9. Because they are now half-cooked, the fillets will flake to pieces at the least prompting. Look at one wrong and it’s likely to dissolve into fish mush and ice. Owing to this physical instability, they can no longer take the pressure of being dredged in batter so must be casseroled. In assembly-line fashion, bring in a new set of hotels. Layer each one with batter, ease in as many fillets as it can hold using a long spatula, then cover with more batter. Stack the pans back in the freezer for a few minutes to firm up the batter and shock the fillets, then remove to the ready cooler. As orders come in, shovel fillets gracelessly into the oil. Fry long and hard. Carefully remove to plate for service.
10. Pray to whatever god might be listening that no one catches you.

Oddly, the fish actually tastes pretty good this way.

Well, maybe not
good
, but less bad than you’d think. Flaky and slightly oily outside, mid-rare in the middle. In texture it’s not unlike a poached fillet of sole, and in flavor only as bad as frozen haddock ever is—which is pretty bad even under the best circumstances.

The real problem is, going into the oil cold (and often still frozen in the center), the fillets will drop the temperature of the fryer oil precipitously. This screws with the fry cook’s timing, and when cooking for drunks—especially
lots
of drunks—the fry cook’s timing is of paramount importance to the synchronization of the rest of the kitchen. It also makes a terrible mess, pisses off the dishwashers, breaks about a dozen different health codes.

And it’s just wrong.

You probably think that wouldn’t matter to a bunch of guys like us. But it does. It matters a lot. If you’ve ever worked in a kitchen, you understand what I’m talking about. You know that little catch you get in your chest when you’re doing something you know is wrong. And if you haven’t worked in a kitchen, you’ll just have to take my word for it. All the bullshit, the punching, the posturing, the macho crap; all the bad behavior and criminal impulses; all the hard talk and pleasure-seeking and shameless conduct—that’s all true. That’s The Life, the atmosphere in which so much food is created every day. But it’s also true that we want to be
good
.

Not good people. Not good citizens. Not good in any general way. A lot of us (and I’m talking about all cooks here, not just the four guys standing with me on this line) prefer the opposite of good so long as we can get away with it.

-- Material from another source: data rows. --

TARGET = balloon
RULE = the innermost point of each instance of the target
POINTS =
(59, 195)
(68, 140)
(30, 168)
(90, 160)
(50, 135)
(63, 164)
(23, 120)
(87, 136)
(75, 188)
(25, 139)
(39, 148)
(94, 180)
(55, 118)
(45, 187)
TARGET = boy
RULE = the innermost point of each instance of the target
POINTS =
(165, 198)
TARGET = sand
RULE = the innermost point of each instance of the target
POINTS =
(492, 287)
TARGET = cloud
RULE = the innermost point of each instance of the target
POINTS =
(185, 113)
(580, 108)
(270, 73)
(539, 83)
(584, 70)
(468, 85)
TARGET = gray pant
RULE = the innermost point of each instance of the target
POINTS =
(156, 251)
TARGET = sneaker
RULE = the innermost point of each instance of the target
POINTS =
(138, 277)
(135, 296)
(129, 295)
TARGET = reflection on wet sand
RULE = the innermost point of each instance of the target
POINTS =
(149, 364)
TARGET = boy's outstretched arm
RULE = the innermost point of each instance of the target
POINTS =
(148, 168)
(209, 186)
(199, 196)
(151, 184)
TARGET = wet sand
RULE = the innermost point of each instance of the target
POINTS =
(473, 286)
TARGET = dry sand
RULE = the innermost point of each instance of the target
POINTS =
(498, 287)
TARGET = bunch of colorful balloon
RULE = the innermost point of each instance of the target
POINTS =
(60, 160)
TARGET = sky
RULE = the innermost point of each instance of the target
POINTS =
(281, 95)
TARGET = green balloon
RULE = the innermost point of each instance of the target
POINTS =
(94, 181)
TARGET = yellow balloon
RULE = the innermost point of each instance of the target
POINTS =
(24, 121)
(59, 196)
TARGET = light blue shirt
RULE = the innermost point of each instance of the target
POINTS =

But we want to be good at what we do because being good at what we do is what saves us—balancing out all the rest, at least in our minds, at least in
my
mind. Someday, when the heat comes down, when they finally slap on the leg irons and the Hannibal Lecter mask and lead me off to come-what-may, I want my guys to be able to say, “He was a good cook. Sure, he was a reprobate, a degenerate animal. Always broke. Always borrowing money. He was a foulmouthed, bad-tempered, cross-eyed, snaggletoothed, brain-damaged, tail-chasing fuckup and a total wreck of a human being. But man, Sheehan could really cook.”

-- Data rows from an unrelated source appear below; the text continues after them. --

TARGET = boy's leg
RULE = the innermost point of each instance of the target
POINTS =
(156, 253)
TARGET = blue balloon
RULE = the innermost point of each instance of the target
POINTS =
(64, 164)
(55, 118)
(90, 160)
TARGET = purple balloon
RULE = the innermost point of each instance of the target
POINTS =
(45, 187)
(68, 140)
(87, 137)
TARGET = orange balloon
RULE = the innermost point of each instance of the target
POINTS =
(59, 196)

That would be enough, I think. Mitigation—that’s all I’m after. And I’m not alone in that. I’ve known chefs who’d scream and curse and throw pans and torture cooks for any little slight. I’ve known guys who went to jail for stealing food stamps from old ladies, for sticking up convenience stores; guys who would work any angle, screw their friends over for a buck, behave in ways that are just unimaginably bad. But I’ve seen these same knuckleheads quit good jobs rather than do wrong by the food. I’ve watched them take pride in the perfect placement of scallops in a pan, in cutting a microscopic
brunoise
, in standing up under fire on a Friday night with a bunch of other like-minded bastards, throat-cutters and fuckups without blowing it for the team.